Honoring What Came Before

I work with what nature leaves behind. A fallen tree, a piece of driftwood carried by the river, wood that once served a purpose but was set aside—each with its own history, waiting to be shaped into something new.

Woodworking is a balance between intention and respect. I shape the material, but I don’t erase the marks of time, weather, and the land itself. Every grain, crack, and texture is a reminder of where it came from. My role is to refine, not to erase.

Here in the Yukon, where nature sets its own course, I work with what it leaves behind, honoring its past while shaping something lasting. What I create is not separate from the land—it is an extension of it.

Wood Carries Stories, I Just Reveal Them​

Each work I shape is a collaboration between my hands and the land that bore it. I don’t carve against the wood—I follow its lead. The knots, the curves, the markings left by time—these are not imperfections. They are the echoes of the land, the voice of the Yukon carried through the grain.

Respecting the Land, Honoring the Material

I take only what nature has already let go. No live trees are cut for my craft. Every creation begins as driftwood washed upon the shore, as a fallen tree returned to the earth, as reclaimed wood once given a different purpose.

This is not just woodworking. It is preservation. It is a way of honoring what came before by ensuring nothing is wasted. To craft in harmony with nature is to acknowledge that we are only temporary, but what we make—what we leave behind—can endure. Here, in the Yukon, the wild still holds its place, and my work is a quiet promise to keep it that way. And just as the land leaves its mark on wood, my hands leave theirs—shaping, refining, preserving.

The Mark of a Maker

A handmade creation carries more than function—it carries intention. In a world of factory-line perfection, my work bears the weight of time and touch. No two are alike. No two should be.

A machine can produce something flawless, but flawlessness is not the goal.
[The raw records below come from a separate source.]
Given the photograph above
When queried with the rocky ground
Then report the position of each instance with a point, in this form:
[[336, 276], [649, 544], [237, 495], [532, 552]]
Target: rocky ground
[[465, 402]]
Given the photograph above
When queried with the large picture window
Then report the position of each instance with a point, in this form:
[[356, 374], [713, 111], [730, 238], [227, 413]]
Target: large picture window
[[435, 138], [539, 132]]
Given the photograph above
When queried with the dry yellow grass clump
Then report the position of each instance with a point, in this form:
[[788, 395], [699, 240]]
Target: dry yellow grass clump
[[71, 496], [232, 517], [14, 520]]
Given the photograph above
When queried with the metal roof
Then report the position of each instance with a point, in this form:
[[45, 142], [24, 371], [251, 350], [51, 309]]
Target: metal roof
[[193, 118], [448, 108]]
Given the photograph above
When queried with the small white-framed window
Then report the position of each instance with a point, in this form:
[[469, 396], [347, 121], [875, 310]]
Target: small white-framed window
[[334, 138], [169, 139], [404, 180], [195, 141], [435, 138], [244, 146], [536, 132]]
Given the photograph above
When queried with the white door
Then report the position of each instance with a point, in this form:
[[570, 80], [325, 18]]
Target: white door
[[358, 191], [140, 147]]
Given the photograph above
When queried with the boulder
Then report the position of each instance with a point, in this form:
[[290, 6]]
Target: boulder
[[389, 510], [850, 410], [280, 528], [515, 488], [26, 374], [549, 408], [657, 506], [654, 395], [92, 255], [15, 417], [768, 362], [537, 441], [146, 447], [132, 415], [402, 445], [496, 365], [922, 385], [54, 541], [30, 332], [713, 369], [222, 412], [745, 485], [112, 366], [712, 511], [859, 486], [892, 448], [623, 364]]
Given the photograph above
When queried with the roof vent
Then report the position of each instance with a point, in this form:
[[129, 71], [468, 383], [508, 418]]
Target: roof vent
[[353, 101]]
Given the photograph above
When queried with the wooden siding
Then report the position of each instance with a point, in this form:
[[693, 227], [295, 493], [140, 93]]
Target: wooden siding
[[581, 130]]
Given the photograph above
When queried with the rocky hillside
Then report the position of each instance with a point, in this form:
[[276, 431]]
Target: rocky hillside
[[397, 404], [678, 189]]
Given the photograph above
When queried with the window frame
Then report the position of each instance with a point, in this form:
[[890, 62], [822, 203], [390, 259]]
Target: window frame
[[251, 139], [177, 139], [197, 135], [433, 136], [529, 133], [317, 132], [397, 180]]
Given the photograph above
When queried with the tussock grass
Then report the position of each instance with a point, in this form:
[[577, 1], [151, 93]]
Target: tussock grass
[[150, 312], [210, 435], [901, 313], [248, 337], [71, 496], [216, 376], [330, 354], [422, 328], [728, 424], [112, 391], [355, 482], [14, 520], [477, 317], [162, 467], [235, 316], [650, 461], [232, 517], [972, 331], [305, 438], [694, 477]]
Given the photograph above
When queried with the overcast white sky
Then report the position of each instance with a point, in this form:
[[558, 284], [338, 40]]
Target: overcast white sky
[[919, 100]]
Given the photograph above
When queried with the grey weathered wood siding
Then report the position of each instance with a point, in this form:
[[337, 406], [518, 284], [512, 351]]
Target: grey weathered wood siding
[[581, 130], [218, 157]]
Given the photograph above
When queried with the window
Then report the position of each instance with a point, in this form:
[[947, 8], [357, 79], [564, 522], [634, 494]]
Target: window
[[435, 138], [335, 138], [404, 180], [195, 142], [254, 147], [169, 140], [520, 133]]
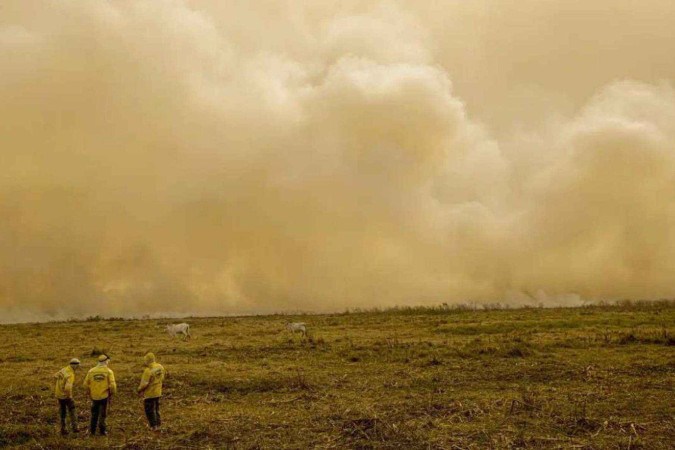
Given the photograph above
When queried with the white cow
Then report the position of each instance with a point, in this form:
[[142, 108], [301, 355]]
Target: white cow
[[179, 328], [297, 326]]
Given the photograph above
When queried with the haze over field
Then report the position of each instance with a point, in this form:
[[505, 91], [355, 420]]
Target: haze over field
[[256, 156]]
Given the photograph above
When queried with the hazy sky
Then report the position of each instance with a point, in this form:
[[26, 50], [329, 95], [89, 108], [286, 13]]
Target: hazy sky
[[265, 155]]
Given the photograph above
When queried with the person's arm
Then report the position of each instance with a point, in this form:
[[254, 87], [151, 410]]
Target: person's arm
[[112, 388], [145, 381]]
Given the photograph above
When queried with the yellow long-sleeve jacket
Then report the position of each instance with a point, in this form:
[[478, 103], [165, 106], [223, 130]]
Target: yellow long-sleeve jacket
[[64, 383], [151, 380], [100, 381]]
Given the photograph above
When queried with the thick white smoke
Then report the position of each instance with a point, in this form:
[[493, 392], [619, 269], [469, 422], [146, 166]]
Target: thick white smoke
[[255, 156]]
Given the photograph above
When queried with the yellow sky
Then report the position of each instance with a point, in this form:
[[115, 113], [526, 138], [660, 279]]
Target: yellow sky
[[259, 155]]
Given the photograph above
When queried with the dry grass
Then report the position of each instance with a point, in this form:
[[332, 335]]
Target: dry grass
[[586, 378]]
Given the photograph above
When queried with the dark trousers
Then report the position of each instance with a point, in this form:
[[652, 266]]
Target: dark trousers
[[67, 405], [152, 412], [99, 411]]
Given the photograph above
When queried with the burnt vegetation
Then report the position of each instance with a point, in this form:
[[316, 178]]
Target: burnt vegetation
[[595, 377]]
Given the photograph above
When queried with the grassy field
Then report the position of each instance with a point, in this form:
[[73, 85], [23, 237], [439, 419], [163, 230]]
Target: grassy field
[[594, 377]]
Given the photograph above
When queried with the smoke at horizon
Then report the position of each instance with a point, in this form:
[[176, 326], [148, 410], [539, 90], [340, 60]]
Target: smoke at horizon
[[262, 156]]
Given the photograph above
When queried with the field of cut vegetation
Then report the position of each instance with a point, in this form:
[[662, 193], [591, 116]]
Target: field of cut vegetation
[[597, 377]]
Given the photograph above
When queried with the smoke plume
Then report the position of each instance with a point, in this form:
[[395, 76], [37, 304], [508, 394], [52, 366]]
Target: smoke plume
[[217, 157]]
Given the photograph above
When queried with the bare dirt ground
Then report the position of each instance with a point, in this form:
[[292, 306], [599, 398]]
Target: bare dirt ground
[[587, 378]]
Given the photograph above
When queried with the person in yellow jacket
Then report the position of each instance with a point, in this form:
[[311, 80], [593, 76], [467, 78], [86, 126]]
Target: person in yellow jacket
[[100, 381], [65, 378], [151, 388]]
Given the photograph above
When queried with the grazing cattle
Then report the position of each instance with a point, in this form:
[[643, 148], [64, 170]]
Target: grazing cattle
[[179, 328], [297, 326]]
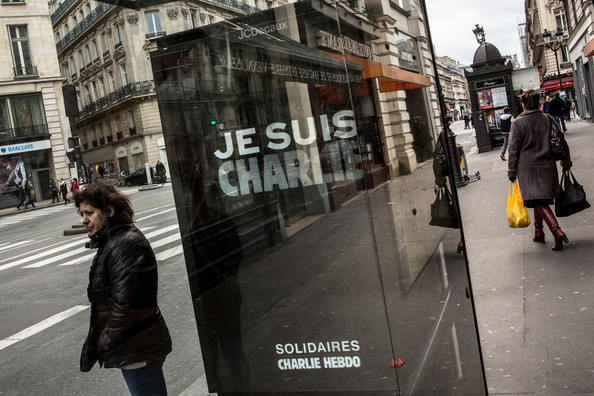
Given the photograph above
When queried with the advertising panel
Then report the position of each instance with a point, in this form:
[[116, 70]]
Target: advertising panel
[[294, 293]]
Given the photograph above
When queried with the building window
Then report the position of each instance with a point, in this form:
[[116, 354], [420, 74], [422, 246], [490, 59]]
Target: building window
[[72, 66], [117, 35], [88, 54], [81, 60], [101, 87], [560, 19], [153, 24], [22, 115], [21, 54], [564, 54], [124, 75], [193, 22], [110, 81], [95, 50]]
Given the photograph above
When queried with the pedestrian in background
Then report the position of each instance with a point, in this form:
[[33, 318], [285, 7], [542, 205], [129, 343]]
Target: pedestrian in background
[[74, 186], [557, 110], [160, 168], [466, 121], [567, 109], [54, 190], [64, 191], [531, 161], [506, 120], [20, 196], [127, 330], [29, 192]]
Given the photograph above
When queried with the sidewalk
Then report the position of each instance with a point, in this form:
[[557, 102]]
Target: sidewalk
[[535, 307], [38, 205]]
A hand-hewn creation holds the rhythm of its maker. It carries warmth, presence, a soul. It invites touch, invites use, invites belonging.

A Creation That Grows With Time​

A crafted work is not just something to be owned. It is something to be lived with. It holds the warmth of meals, the weight of stories shared in quiet moments, the presence of something that was made to last.

This is not just about shaping wood. It is about creating something real—something honest. It is about knowing that the best things in life are the ones that bear the marks of time and use, the ones that become more meaningful with every passing hand.

This is the essence of the Yukon—a place of resilience, of things built to last, of stories carried forward. A creation made with care, shaped by time, meant to last—just like the land that inspired it.